One of the most simultaneously eye-opening and trying experiences of my short lifetime was the year I lived in the same room as someone at the complete opposite political spectrum as myself. In the words of my formidable roommate, this was the year I learned to “disagree without being disagreeable”. Sometimes we completely failed at keeping things civil; thus, ensuing a 24 hour awkward silence, broken only by our third roommate bringing up how much that day’s ice cream selection had sucked. Neither of us could resist the opportunity to hate on Sodexo, so, BOOM, just like that – we were back on speaking terms again. But, I digress…
I don’t think I would be the same person I am today had I not had to critically defend my political beliefs. By the end of my sophomore year I felt I could disagree with anyone, and, not only carry on a pleasant conversation with them, but - hell - I could respect them too. In a political climate such as this one, I hope my few tips will help Wellesley Alums engage with non-like-minded people on tough issues. The past 2 years of Congress coming to a stalemate on so many important issues is the perfect example of what happens when Americans stop working towards progress through collaboration and compromise. Whomp whomp.
I think it is also important that these tips be kept in mind for those of us Wellesley Alums who decide to debate a whole slew of issues on web-based forums. Yup, you guessed what I am referring to: Community for Wellesley Alums in Withdrawal. Anyone who knew me during my 4 years at Wellesley can tell you that I was not one to stay silent in a good (read: heated) debate about race, sexuality, class, or privilege on Community. But, by my senior year, I had experienced enough of these “debates” (read: flame wars) to know that not everyone posting had gotten the full spiel on “netiquette”. So these tips are also intended for all of you out there that might have fallen asleep during, or knowingly skipped, the part of first-year orientation where we were handed that little green (I think it was green) guidebook.
So, without further ado, here is my list.
1. Don’t raise your voice. As a Latina, this was a hard one for me. But I kid you not, this has been the best tip I repeat in my head when I find myself starting to see red during an argument. Anyone you are trying to meaningfully engage will tune out the minute your voice becomes louder than theirs.
a. I understand that this particular tip can be seen as me trying to appease people who did not grow up in POC environments. Some POCs don’t understand why they must censor or alter their styles of communication to appease the white-western standards of “respectable debate”. Let’s be real honest, though: Ain’t nobody from the opposite side of the aisle respecting Bill O’Reilly or Jon Stewart when they start yelling. So don’t get it twisted. Yelling, while it expresses your passion behind an issue, will never give you the upper hand while you are disagreeing with someone.

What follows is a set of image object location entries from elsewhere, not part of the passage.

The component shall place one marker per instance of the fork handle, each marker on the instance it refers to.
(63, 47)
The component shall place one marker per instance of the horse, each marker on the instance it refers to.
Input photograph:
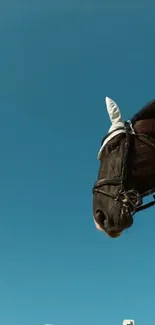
(127, 169)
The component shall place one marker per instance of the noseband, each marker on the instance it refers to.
(131, 198)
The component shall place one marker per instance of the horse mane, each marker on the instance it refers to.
(147, 112)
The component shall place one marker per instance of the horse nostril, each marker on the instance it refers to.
(100, 217)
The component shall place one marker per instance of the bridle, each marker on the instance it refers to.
(130, 199)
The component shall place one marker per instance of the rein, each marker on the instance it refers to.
(129, 198)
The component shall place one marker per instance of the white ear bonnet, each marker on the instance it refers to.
(116, 121)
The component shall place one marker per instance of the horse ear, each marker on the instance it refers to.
(114, 112)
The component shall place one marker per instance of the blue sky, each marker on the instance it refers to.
(58, 60)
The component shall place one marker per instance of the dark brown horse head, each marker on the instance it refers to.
(126, 173)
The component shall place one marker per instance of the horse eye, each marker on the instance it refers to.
(112, 147)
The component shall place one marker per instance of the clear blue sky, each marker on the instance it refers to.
(58, 60)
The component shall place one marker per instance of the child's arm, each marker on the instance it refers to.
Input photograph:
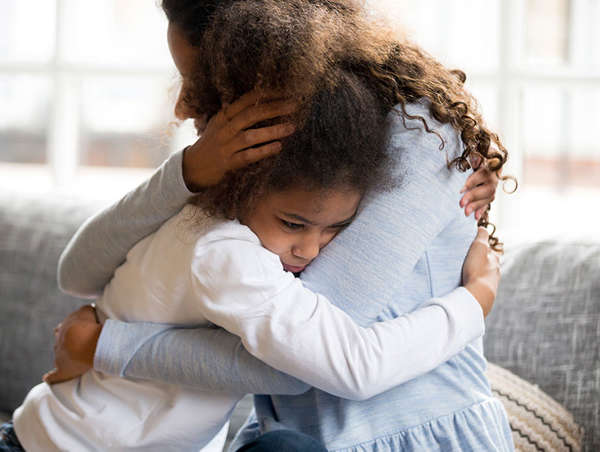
(101, 243)
(350, 362)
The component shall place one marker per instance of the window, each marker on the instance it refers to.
(86, 97)
(89, 96)
(534, 66)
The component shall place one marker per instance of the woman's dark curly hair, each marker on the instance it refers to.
(303, 47)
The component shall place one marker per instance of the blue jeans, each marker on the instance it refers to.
(8, 439)
(283, 441)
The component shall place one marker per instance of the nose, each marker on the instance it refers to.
(308, 247)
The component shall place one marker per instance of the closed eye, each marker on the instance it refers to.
(290, 225)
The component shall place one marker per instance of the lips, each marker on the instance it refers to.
(291, 268)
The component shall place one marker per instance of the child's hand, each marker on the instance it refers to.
(481, 271)
(75, 340)
(479, 190)
(228, 144)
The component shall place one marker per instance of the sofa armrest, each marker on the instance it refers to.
(545, 325)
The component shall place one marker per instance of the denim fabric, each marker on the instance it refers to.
(8, 439)
(283, 441)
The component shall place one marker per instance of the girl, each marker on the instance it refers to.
(404, 247)
(195, 270)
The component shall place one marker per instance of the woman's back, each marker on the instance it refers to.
(410, 244)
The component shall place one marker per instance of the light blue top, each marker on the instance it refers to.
(405, 247)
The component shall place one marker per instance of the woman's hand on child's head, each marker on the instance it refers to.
(75, 340)
(228, 143)
(481, 271)
(479, 190)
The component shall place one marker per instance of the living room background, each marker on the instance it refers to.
(86, 94)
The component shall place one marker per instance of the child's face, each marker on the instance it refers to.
(295, 224)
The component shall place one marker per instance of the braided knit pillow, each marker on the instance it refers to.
(538, 422)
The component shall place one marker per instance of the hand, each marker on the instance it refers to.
(75, 340)
(228, 144)
(481, 271)
(480, 189)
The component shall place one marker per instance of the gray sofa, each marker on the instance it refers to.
(545, 326)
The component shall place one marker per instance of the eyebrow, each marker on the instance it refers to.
(345, 222)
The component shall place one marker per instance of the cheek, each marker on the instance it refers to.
(328, 237)
(276, 243)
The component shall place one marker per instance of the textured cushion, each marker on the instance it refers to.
(545, 326)
(537, 421)
(34, 233)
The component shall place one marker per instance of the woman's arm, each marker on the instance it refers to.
(101, 244)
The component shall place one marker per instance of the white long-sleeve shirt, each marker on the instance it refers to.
(195, 270)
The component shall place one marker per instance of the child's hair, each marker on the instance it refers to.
(340, 143)
(303, 46)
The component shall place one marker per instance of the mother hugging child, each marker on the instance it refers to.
(321, 125)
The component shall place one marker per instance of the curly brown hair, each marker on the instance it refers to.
(303, 47)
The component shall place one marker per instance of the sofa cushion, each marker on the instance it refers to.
(545, 325)
(34, 232)
(537, 421)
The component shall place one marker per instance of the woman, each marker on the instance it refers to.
(406, 246)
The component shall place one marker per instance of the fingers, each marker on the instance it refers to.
(248, 156)
(479, 212)
(247, 100)
(475, 161)
(252, 137)
(482, 235)
(258, 113)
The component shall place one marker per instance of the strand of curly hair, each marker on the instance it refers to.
(298, 45)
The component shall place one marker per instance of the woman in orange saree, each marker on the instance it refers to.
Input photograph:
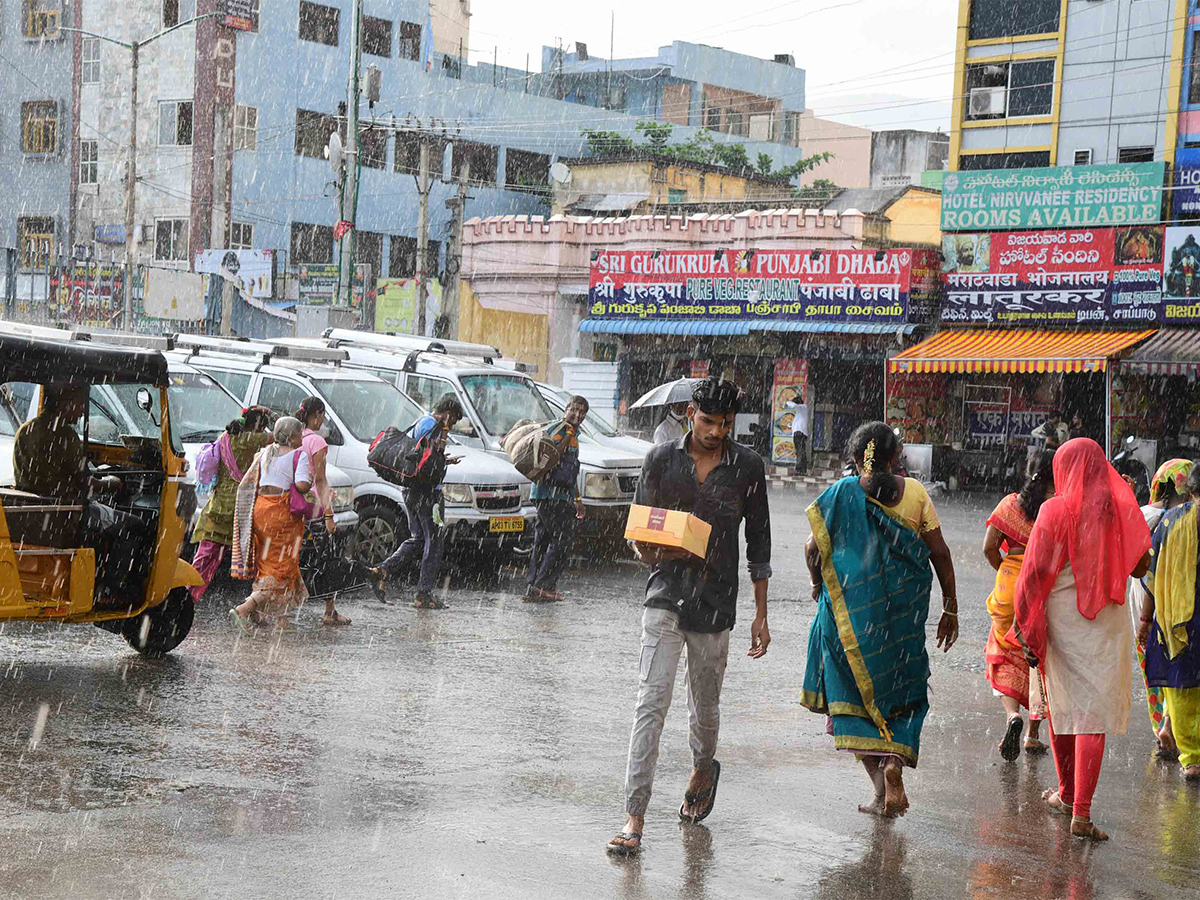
(1009, 675)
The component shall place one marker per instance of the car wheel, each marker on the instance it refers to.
(381, 531)
(161, 629)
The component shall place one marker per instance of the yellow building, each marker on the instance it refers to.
(652, 185)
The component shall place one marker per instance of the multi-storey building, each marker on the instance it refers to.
(37, 161)
(1067, 82)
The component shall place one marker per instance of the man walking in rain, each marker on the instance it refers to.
(693, 603)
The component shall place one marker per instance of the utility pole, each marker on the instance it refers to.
(423, 231)
(351, 180)
(454, 253)
(131, 175)
(131, 186)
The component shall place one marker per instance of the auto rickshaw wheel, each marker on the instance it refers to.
(162, 628)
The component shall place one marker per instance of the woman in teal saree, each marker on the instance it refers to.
(874, 539)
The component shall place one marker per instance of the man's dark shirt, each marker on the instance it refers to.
(705, 593)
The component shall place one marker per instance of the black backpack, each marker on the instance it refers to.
(400, 459)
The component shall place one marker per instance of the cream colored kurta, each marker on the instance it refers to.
(1087, 673)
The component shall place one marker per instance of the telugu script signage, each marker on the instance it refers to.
(802, 285)
(1045, 279)
(1065, 197)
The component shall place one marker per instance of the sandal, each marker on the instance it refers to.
(625, 850)
(241, 623)
(1011, 747)
(690, 799)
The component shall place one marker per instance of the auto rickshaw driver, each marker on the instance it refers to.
(51, 460)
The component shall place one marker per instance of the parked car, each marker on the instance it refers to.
(483, 503)
(495, 397)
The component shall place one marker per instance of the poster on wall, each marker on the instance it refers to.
(1045, 279)
(804, 285)
(791, 388)
(396, 305)
(1181, 275)
(251, 271)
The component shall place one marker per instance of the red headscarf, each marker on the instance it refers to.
(1093, 520)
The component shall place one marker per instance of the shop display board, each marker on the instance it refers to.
(791, 385)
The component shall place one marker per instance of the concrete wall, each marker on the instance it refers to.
(850, 145)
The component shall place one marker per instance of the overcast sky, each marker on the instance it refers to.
(869, 63)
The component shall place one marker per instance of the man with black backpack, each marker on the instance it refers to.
(423, 487)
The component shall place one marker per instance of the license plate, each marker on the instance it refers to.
(505, 523)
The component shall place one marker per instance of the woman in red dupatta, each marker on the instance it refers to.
(1008, 672)
(1089, 538)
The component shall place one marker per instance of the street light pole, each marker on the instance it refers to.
(131, 175)
(131, 183)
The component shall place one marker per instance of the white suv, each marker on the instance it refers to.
(484, 503)
(495, 399)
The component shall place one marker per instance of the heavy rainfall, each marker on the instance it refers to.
(519, 450)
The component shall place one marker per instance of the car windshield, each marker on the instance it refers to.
(502, 401)
(367, 407)
(199, 407)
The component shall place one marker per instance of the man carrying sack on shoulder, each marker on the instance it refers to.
(559, 507)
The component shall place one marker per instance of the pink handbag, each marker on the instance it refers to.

2. Don’t dehumanize the person you are arguing with. Put the shoe on the other foot. Wouldn’t like it so much if they did that to you, now would you?
3. Don’t delegitimize the experiences they might be citing from their own life. There were many times when I wanted to roll my eyes when I argued with my roommate, but I had to take a step back and understand that this was her reality before stepping foot on Wellesley’s campus. If I wanted to get through to her at all, it was my job to thoughtfully explain why her perception might be skewed by things like race and class privilege. It doesn’t matter if you think the other person is bat-shit crazy. No one responds well to being told their experiences aren’t valid. A different experience is not a lesser one, it is just different.
4. Never never never never never become condescending during any point in the argument. Just don’t do it. It will only end in tears.
5. Never never never never never use profanity. Save the more colorful words of the English language for face-to-face arguments with your good friends. The Wellesley alum who graduated before you even stepped foot on campus is going to read your post on Community for Facebook, and she doesn’t know you like that. How you are trying to get your point across is just as important as the point. You take away the power of your own words when you decide to throw in F-bombs. As with my first tip about volume, peeps are going to tune out. Especially on internet based forums!
6. Don’t make personal attacks. Once it gets personal, it’s over. You cannot engage in any sort of productive debate or discussion when you personally attack them. This includes calling someone racist, misogynist, privileged, etc. Labeling someone in the middle of the conversation gets you nowhere. You can, however, highlight when a comment made by an individual is racist, misogynist, privileged etc. A great video on how to approach these kinds of encounters was put out by an amazing individual named Jay Smooth. Click here to be enlightened.
7. Always try to end your disagreement with a laugh. If not a laugh, then make an effort to connect with the other person on some small level. People are more at ease and willing to reengage in arguments with someone they can at least share a smile with. The human experience is pretty comical whether you’re liberal or conservative.
While these have helped shape the way I approach conflict and debate in my personal and professional life, I completely understand that they might not work for everyone. But, as someone who thinks small bits of advice can go a long way, I hope you can take away the bits that work for you. At the end of the day, it is up to you to pick your battles wisely in the first place.